More Firms Are (Cautiously) Hiring Summer Associates

By Cynthia Hsu, Esq. on February 08, 2012 | Last updated on March 21, 2019

Law firms are hiring more summer associates now.

Remember the blissful law school days before the financial meltdown in 2008? When you were a wee little 1L? When your hopes and dreams of landing that summer associate gig were actually within your reach?

If you do, you probably also remember the ensuing collapse of the economy. And the reduced hiring that followed. Perhaps you were even no-offered at the end of your summer. Or, maybe the firm you worked at went under.

So, the recent hiring uptick is good news for those still in school. But it's mediocre news for those outside of school. OCI for you is long over.

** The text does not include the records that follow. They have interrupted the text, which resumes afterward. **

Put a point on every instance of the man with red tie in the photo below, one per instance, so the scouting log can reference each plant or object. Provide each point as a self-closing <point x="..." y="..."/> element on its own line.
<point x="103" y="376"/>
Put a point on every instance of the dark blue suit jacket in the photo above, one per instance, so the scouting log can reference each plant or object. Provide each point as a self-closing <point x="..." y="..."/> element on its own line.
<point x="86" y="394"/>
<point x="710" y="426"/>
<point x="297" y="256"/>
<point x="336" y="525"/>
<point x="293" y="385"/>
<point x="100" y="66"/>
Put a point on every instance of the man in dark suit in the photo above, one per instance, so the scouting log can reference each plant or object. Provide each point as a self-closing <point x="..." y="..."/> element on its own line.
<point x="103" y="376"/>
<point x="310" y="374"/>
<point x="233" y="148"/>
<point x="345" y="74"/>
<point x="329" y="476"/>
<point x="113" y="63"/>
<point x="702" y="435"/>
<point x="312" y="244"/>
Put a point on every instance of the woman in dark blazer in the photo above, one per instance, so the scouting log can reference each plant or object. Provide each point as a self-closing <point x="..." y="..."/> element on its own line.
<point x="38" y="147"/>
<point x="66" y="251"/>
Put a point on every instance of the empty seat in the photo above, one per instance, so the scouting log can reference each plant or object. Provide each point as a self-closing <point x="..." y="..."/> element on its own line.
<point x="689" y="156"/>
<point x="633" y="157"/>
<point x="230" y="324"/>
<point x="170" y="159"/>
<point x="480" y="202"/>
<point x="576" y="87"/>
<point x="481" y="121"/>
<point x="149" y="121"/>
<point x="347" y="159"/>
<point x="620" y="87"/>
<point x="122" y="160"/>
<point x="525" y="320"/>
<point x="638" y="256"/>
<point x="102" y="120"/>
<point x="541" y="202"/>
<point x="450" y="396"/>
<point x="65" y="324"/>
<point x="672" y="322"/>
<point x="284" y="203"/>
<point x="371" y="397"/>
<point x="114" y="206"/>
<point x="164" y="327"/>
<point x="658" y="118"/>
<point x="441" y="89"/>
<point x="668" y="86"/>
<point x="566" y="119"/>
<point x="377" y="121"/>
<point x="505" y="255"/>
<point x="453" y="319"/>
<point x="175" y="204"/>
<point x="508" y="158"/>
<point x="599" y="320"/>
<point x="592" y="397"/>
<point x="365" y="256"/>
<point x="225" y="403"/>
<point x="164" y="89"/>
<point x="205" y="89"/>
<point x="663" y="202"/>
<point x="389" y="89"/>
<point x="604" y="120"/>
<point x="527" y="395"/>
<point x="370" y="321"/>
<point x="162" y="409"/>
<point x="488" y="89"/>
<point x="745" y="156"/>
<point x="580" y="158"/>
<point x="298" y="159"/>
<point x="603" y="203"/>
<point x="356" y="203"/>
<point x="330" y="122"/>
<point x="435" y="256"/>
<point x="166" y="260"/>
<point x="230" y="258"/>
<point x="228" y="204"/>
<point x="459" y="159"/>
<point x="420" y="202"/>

But if you have friends in law school, you might want to spread the word. It seems that firm hiring is finally increasing.

In 2009, firms hired around 6,123 summer associates. That number was nearly halved in 2010. Firms hired only around 3,211, according to Thomson Reuters News & Insight.

Summer class sizes still aren't up to their pre-recession numbers. But they're getting closer. And more hiring is good for law students saddled with high debt.

The impact could be felt at some top law schools across the nation. Around 70% of New York University School of Law 2L students landed summer gigs in 2011. This is an increase of 15% from the previous year.

Of course, if you went to a lower ranked school you still might be out luck. BigLaw hiring does tend to focus more on the "elite" schools.

But even so, it's a positive sign for the economy. Hiring more BigLaw peons (er, summer associates) likely means that there are more mergers, acquisitions, and transactions going on.